Hi Nvidia support,
we are running Jetson R32.7.2 on the TX2 and TX2 4GB modules with a custom carrier board. We are a bit stuck with a very similar issue to this thread. A couple of Jetson modules in the field (both TX2 and TX2 4GB) crash with errors similar to these ones (log from a TX2 4GB):
[141528.900489] CPU3: SError detected, daif=1c0, spsr=0x800000c5, mpidr=80000101, esr=bf40c000
[141528.900493] CPU5: SError detected, daif=1c0, spsr=0x800000c5, mpidr=80000103, esr=bf40c000
[141528.900495] CPU4: SError detected, daif=1c0, spsr=0x800000c5, mpidr=80000102, esr=bf40c000
[141528.900523] CPU2: SError detected, daif=1c0, spsr=0x80000000, mpidr=80000001, esr=be000000
[141528.900524] **************************************
[141528.900528] Machine check error in JSR:MTS:
[141528.900530] Status = 0xb400000000000001
[141528.900533] Unknown error: 0x1
[141528.900538] Uncorrected (this is fatal)

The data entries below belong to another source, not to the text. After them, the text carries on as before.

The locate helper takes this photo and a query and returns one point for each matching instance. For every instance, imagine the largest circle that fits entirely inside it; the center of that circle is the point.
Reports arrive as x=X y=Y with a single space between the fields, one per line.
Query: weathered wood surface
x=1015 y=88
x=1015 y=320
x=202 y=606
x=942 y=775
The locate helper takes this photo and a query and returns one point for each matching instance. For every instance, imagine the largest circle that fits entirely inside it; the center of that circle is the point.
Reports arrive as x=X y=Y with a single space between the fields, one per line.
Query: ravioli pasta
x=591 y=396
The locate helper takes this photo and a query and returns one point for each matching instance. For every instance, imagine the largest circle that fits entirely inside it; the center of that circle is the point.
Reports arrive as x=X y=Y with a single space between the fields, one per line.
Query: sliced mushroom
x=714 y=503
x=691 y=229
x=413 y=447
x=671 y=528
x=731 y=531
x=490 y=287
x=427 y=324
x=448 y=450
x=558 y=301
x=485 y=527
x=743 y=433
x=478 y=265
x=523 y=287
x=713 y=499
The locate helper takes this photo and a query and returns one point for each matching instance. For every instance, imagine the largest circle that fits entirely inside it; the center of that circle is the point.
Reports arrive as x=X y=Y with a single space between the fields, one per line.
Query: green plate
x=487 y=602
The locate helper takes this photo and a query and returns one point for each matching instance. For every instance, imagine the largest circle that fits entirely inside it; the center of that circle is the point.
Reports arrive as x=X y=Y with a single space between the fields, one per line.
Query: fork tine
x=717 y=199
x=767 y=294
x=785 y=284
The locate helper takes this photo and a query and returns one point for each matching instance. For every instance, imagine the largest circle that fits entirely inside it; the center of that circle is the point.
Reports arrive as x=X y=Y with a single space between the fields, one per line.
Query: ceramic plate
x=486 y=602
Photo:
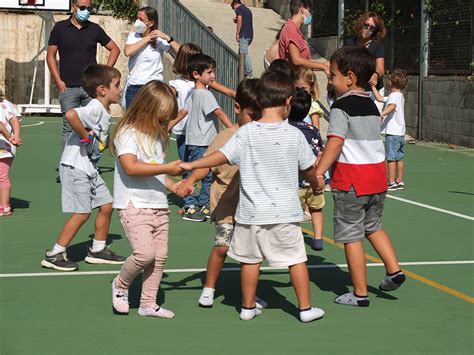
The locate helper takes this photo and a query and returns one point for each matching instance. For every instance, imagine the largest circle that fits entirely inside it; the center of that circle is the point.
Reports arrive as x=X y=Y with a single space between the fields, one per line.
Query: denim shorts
x=394 y=147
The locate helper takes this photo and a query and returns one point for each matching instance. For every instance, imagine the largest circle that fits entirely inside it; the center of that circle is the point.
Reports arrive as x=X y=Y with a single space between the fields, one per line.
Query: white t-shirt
x=147 y=63
x=269 y=156
x=183 y=88
x=394 y=123
x=142 y=191
x=95 y=117
x=7 y=112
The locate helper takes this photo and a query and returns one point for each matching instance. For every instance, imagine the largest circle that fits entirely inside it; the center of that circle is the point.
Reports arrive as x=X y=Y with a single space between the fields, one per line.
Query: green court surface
x=430 y=222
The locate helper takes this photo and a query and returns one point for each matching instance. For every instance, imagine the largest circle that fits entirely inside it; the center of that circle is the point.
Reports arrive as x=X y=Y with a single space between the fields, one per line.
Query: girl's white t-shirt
x=147 y=63
x=183 y=89
x=142 y=191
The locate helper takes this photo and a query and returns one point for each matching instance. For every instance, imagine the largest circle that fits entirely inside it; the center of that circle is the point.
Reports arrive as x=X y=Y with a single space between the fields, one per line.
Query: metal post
x=340 y=20
x=424 y=62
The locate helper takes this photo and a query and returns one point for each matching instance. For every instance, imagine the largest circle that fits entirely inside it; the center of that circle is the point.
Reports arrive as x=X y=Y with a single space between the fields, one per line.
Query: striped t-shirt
x=361 y=164
x=269 y=156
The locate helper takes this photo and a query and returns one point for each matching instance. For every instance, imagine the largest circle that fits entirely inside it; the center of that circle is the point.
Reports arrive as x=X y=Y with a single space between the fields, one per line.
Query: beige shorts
x=281 y=245
x=307 y=197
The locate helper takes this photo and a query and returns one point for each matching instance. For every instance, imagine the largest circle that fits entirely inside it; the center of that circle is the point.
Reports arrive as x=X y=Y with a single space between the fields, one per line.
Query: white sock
x=97 y=245
x=57 y=249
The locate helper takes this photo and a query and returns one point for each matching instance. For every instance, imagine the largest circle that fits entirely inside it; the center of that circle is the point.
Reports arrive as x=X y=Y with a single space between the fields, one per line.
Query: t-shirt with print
x=95 y=117
x=225 y=183
x=394 y=123
x=202 y=125
x=356 y=120
x=7 y=112
x=147 y=64
x=183 y=89
x=290 y=33
x=142 y=191
x=269 y=156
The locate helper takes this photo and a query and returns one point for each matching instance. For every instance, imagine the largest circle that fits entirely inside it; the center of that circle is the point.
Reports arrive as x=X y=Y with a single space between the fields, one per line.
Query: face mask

[141528.900539] Error reporting enabled when error arrived
[141528.900562] ADDR = 0x17e99c280
[141528.900564] **************************************
[141528.900571] CPU0: SError detected, daif=1c0, spsr=0x60000045, mpidr=80000100, esr=bf40c000
[141528.900727] **************************************
[141528.900729] Machine check error in JSR:MTS:
[141528.900732] Status = 0xb400000000000001
[141528.900733] Unknown error: 0x1
[141528.900735] Uncorrected (this is fatal)
[141528.900736] Error reporting enabled when error arrived
[141528.900760] ADDR = 0x17e99c280
[141528.900761] **************************************
[141528.900919] **************************************
[141528.900921] Machine check error in JSR:MTS:
[141528.900923] Status = 0xb400000000000001
[141528.900924] Unknown error: 0x1
[141528.900926] Uncorrected (this is fatal)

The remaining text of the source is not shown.